青山悟さんは、金糸など様々な色で輝く糸を、ミシンで支持体に縫い付けて行く事で作品を制作する作家さん。去年位にミヅマアートギャラリーの個展を見に行ったりもしました。身近なモチーフから社会的な事象まで上記の手法で描いて行くのですが、まずミシンを使う事で絵画的な画面を作り出せる技術にビックリ。また、孕むテーマが重くとも、その糸の色彩の綺麗さは宝石の様で思わず見入ってしまうばかり。ちゃんと作品を見てもらえれば、作家さんの伝えたいメッセージも伝わるかもしれんしね。
小金沢健人さんは、大きめの部屋の中の四方を、指で紙を切る映像が占めてました。時間の都合、その映像の展開までは観れていなかったのですが、そんなスケールで紙切る所観させられても、とやたらシュールでした。ヒロミヨシイの作家さんだっけな?だったら泉太郎さんが(以下省略
高嶺格さんは韓国人の奥さんと結婚するまでの一部始終を、言葉付きで非常に横長い写真作品で表現。一部挙式の様子だか、映像もくっついてました。「私」及びその周辺を映し出す芸術も、あそこまで手を込んでやると、「あなたのことだから」と簡単には切れなくなりますね。社会とは個人の集積であり、そこに内在する問題もまた同じ構造をしているからこそ、民族を超えて結婚する事を決めた彼の覚悟そのものに、見入ってしまうのかも知れません。

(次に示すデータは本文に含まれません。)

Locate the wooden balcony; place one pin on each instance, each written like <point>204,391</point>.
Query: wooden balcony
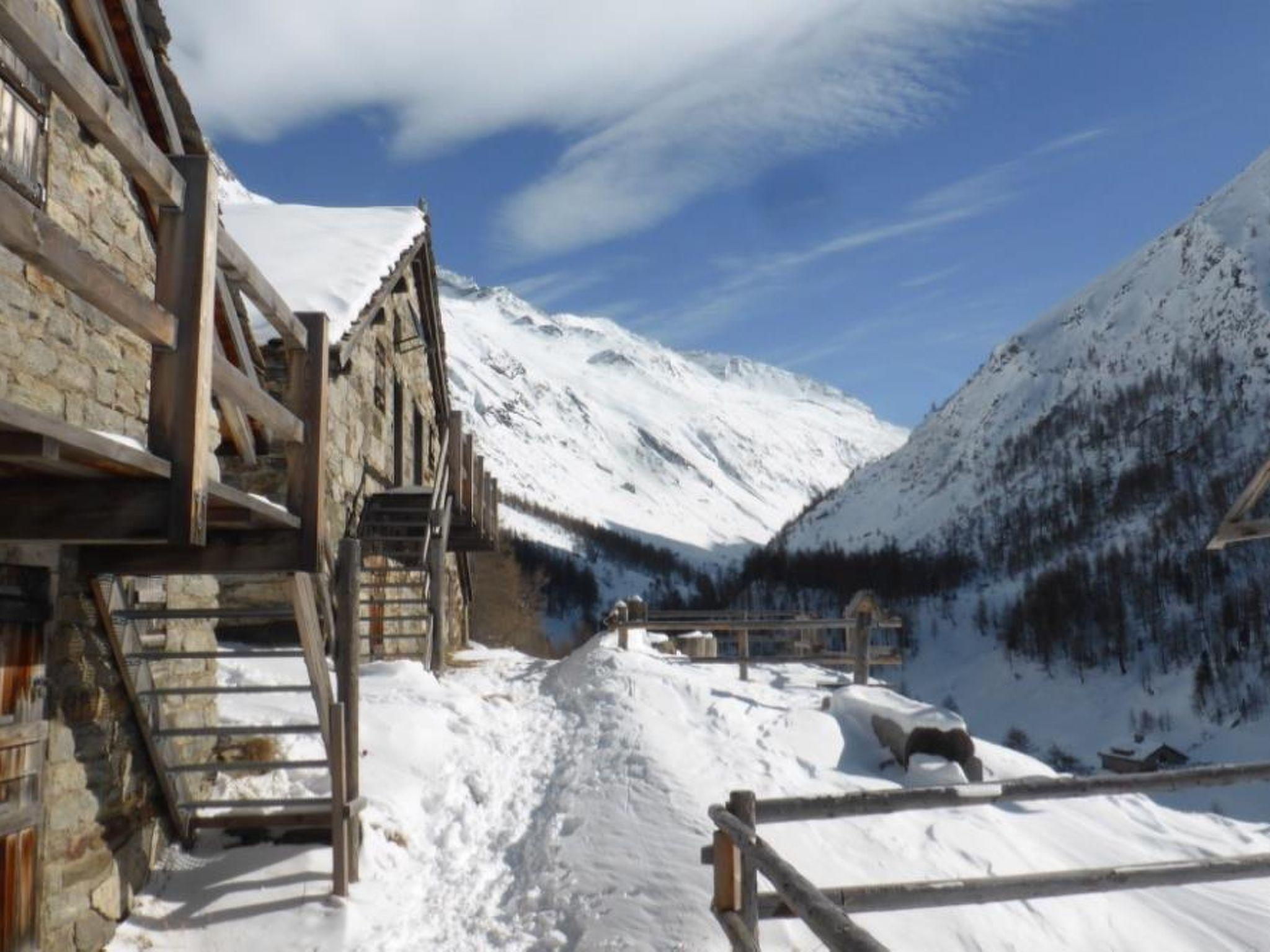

ユニットなんでしょうか?HITOTZUKI (Kami+Sasu)は、スケートの巨大なランプを美術館に再現。とりあえずデカイ!ストリート然としているかと言えば、ちょっと外しを効かせた様なペインティングが、個人的には意外な感じがしました。あれだけのスケール感で見せられると、アートがどうとか言えなくなるって言う。森村泰昌さんの映像作品は、写美の個展に同じ物が出展されているので、後でまた書きます。
横溝静さんは、見知らぬ女性にコンタクトを取り指示を与えて、殆ど接触のないまま撮影を済ましたヌードの写真。焼けた様な怠い質感を持つ近作のいくつかはかなり気になっている、もともとフェイバリットな作家さんではあったんですが、今回はその色彩だけでなくコンセプト性もまた面白かったです。キャプション通りであれば、横溝さんと被写体となった女性は指示する/される以外の言葉は、最低限か一切交わしておらず、ヌードを映した作品と言えば濃いコミュニケーションを経て制作されると思っていた僕に取っては、衝撃的な物でした。
そんな感じ。どんな感じ?結局ほとんどの作家さん書いちゃったけど、書かなかった人については単純に作品と作家さんの組み合わせがあべこべになってるだけなんで、悪気はないお。
今日のこの日記が一番今までで適当かも知らん。量の割に。ある意味金字塔。